Unterteilt wurde die Rallye in verschiedene tierische Stationen. So mussten beispielsweise Haselnüsse gefunden werden, auf denen Buchstaben stehen. In der richtigen Reihenfolge ergaben sie das Wort „Vogel“. Einige Meter weiter mussten sie auf Spurensuche gehen. „Welches Tier hat welche Spuren hinterlassen?“, wollte die Rallyleiterin wissen. Mit verschiedenen Bildkarten konnten dann Tiere den Spuren zugeordnet werden.

Kurze Wanderung

Nach einer kurzen Wanderung erreichte die Gruppe schließlich ein Waldstück, in dem bereits „echte“ Tiere auf sie warteten. Auf dem Waldboden und in den Ästen hat Melanie Braun bereits am Vortag Tierpräparate eines Iltis, Steinmarders, Mäusebussards, Eichelhähers und einer Elster platziert. Die Anfangsbuchstaben der Tiere ergaben das nächste Lösungswort.

Wildschwein riecht nach Maggi

Saumäßig viel Spaß hatten die Kinder dann an der Wildschwein-Station. „Ein Wildschwein riecht nach Maggi“, verriet die Naturpädagogin. „Wenn ihr im Wald unterwegs seid und es riecht nach Maggi, könnte es sein, dass ein Wildschwein in der Nähe ist“. Die Kinder schlüpften hier in die Rolle der Frischlinge, die ihre Mama suchen.

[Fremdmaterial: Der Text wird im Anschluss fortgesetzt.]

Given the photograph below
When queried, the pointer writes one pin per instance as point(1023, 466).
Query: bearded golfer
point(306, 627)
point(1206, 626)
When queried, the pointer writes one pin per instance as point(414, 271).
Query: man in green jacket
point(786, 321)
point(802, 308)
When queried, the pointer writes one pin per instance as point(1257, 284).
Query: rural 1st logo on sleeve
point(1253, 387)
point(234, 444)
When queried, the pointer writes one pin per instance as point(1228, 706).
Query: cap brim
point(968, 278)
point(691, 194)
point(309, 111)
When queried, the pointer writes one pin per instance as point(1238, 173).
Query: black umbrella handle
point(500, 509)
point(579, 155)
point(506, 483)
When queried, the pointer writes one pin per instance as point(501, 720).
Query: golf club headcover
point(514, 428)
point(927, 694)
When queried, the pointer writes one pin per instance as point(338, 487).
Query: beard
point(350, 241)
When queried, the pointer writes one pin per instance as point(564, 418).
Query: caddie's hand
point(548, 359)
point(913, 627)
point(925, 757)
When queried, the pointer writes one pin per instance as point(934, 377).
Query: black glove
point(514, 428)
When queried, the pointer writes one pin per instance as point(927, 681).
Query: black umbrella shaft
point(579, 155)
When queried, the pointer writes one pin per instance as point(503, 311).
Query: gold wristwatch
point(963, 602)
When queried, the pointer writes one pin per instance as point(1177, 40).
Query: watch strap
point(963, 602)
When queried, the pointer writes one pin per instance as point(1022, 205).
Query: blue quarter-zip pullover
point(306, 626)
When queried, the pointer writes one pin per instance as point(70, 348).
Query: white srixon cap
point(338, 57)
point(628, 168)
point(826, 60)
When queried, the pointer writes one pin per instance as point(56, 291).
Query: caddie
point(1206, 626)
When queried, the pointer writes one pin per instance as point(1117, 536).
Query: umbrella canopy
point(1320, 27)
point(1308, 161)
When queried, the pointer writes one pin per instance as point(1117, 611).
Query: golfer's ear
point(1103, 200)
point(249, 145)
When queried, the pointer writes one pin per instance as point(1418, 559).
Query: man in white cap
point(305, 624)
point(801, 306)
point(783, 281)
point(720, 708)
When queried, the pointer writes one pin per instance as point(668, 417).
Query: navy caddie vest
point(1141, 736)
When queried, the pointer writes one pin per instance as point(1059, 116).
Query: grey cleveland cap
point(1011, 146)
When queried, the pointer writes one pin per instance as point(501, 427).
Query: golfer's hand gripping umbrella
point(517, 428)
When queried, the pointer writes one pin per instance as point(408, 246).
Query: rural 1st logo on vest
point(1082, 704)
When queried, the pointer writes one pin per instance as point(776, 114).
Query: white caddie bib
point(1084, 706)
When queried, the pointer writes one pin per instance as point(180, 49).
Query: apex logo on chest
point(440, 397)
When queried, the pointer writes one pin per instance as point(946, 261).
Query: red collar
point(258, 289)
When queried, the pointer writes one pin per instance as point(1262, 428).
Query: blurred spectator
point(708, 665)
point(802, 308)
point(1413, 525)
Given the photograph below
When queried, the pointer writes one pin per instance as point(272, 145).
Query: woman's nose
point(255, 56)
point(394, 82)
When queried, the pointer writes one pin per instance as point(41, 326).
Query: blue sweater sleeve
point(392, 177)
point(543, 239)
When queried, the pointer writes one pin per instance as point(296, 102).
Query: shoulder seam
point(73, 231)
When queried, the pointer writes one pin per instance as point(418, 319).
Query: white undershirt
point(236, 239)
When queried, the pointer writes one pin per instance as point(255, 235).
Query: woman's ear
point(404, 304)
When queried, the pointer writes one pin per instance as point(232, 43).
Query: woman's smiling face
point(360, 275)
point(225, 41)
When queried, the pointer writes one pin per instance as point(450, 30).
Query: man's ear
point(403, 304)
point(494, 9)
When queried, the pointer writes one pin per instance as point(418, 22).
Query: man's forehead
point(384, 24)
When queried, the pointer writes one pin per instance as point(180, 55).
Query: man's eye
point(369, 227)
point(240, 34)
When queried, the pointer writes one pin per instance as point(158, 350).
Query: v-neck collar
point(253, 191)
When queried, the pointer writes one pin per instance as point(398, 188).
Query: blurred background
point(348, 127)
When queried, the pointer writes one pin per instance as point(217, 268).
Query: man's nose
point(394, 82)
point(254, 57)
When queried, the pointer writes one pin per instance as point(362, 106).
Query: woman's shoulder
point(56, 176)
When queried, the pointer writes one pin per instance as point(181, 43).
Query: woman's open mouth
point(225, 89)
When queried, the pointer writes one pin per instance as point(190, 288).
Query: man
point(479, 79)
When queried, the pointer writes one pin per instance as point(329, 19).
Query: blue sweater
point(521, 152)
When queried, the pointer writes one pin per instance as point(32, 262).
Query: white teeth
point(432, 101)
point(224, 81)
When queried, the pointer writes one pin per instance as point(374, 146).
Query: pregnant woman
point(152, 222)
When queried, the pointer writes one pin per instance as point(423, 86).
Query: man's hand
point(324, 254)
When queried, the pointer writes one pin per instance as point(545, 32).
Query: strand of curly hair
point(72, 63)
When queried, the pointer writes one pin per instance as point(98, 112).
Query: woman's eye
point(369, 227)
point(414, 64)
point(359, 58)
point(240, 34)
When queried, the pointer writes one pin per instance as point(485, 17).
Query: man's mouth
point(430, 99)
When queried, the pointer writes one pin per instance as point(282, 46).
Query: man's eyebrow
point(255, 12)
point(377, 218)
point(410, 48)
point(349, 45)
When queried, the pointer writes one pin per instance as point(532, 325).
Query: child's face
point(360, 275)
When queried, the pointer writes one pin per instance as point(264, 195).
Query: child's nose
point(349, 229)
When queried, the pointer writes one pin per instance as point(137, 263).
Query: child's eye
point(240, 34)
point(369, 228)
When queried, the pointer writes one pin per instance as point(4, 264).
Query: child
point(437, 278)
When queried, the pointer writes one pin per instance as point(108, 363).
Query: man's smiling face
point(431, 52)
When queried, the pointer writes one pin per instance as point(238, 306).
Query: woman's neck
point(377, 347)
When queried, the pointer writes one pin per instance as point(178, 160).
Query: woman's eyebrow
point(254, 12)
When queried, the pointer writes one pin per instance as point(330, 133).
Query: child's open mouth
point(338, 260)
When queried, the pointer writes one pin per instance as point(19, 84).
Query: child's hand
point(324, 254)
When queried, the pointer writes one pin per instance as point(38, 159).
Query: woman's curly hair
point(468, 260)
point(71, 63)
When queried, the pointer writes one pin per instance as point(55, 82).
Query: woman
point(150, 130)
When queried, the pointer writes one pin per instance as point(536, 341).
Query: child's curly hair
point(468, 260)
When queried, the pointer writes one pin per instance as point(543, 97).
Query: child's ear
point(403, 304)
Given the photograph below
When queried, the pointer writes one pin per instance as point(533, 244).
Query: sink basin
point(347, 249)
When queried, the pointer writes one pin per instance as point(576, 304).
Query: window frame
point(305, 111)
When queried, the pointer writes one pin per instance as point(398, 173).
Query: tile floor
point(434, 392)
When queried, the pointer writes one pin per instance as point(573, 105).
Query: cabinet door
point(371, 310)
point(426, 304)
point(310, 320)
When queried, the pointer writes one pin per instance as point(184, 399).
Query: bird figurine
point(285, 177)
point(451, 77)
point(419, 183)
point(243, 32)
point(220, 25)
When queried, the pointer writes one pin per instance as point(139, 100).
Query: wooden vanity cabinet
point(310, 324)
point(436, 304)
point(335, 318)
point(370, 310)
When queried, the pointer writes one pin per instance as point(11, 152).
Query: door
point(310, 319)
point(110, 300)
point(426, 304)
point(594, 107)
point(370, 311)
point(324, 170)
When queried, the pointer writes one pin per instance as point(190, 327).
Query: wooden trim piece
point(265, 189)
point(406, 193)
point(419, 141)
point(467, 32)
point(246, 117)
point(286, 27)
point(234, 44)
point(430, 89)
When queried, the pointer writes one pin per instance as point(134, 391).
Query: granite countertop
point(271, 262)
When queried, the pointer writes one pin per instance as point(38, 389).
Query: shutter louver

An verschiedenen Dosen, die an Bäumen angebracht waren, konnten sich die kleinen Schweinchen zu ihrer Mutter durchschnüffeln. In der Nähe des Maggigeruchs war auch der nächste Hinweis zu finden.

Lehrreiche Exkursion

Mehr als zwei Stunden dauerte die spannende und lehrreiche Exkursion, bevor die Gruppe aus dem Wald zurückkehrte. Den Lösungssatz, der sie zum Schatz führte, haben sie natürlich herausgefunden und erhielten dafür Ketten mit echtem Gehörn von einem Rehbock.